2

This algorithm consists of reading all images in a folder ending with clipped.tiff and the for loop, which changes the gamma value of all scanned images, is to be accelerated.

How is it possible to parallelize and speed up this simple algorithm?

SinglestreetsFolder = "/dop_shapefile/"
shp_list = [x for x in os.listdir(SinglestreetsFolder) if x.endswith("clipped.tiff")]


for i in range(0, len(shp_list), 1):

    originalPath = "/dop_shapefile/" + shp_list[i]
    original = cv2.imread(originalPath)

    adjusted = adjust_gamma(original, gamma=0.3)

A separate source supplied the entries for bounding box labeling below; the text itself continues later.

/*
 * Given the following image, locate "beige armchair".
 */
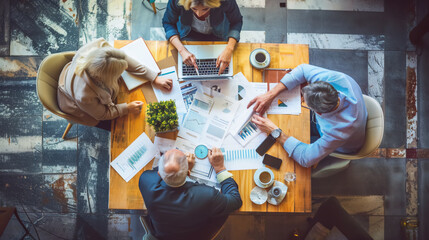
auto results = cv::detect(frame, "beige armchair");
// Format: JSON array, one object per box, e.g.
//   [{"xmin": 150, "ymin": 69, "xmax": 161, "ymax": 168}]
[
  {"xmin": 37, "ymin": 52, "xmax": 86, "ymax": 139},
  {"xmin": 311, "ymin": 95, "xmax": 384, "ymax": 178}
]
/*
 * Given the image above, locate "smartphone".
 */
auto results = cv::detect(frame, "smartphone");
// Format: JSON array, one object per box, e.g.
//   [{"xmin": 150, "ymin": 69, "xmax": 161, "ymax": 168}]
[{"xmin": 262, "ymin": 154, "xmax": 282, "ymax": 169}]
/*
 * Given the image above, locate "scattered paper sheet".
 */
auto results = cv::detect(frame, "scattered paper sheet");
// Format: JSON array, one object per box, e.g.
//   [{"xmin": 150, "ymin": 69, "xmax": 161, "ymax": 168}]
[
  {"xmin": 251, "ymin": 83, "xmax": 301, "ymax": 115},
  {"xmin": 180, "ymin": 82, "xmax": 198, "ymax": 111},
  {"xmin": 121, "ymin": 38, "xmax": 160, "ymax": 91},
  {"xmin": 230, "ymin": 107, "xmax": 262, "ymax": 147},
  {"xmin": 153, "ymin": 136, "xmax": 176, "ymax": 155},
  {"xmin": 110, "ymin": 133, "xmax": 158, "ymax": 182},
  {"xmin": 178, "ymin": 91, "xmax": 239, "ymax": 147},
  {"xmin": 221, "ymin": 148, "xmax": 264, "ymax": 170},
  {"xmin": 201, "ymin": 72, "xmax": 254, "ymax": 101},
  {"xmin": 267, "ymin": 83, "xmax": 301, "ymax": 115}
]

    cv2.imwrite("/gamma/" + shp_list[i] + "_gamma.tiff", adjusted)
    print "status_Gamma: ", i + 1, "/", len(shp_list)

Another algorithm

This algorithm consists of reading all images in a folder ending with .tiff and the for loop, that executes the ConnectedComponentLabeling algorithm (with customizations) to speed up.

SinglestreetsFolder = "/gabor/"
shp_list = [x for x in os.listdir(SinglestreetsFolder) if x.endswith(".tiff")]


img = cv2.imread(SinglestreetsFolder + shp_list[0], 0)
wholeimage = np.zeros(shape=(len(img), len(img[0]), 3))
erosion = np.ones((2, 2), np.uint8)     # kernel: erosion

for j in range(0, len(shp_list), 1):
    if "motorway" in shp_list[j]:
        N = 40  # pixel threshold (city: ca. 10, motorway: ca. 40)
    else:
        N = 10   # pixel threshold (city: ca. 10, motorway: ca. 40)

    img = cv2.imread(SinglestreetsFolder + shp_list[j], 0)
    connectivity = 8    # 4- OR 8-connectivity connected component labeling


    if "reverse" in shp_list[j]:
        img = cv2.threshold(img, 140, 255, cv2.THRESH_BINARY)[1]  # ensure binary

        img = cv2.morphologyEx(img, cv2.MORPH_OPEN, erosion)

        retval, labels = cv2.connectedComponents(img, connectivity)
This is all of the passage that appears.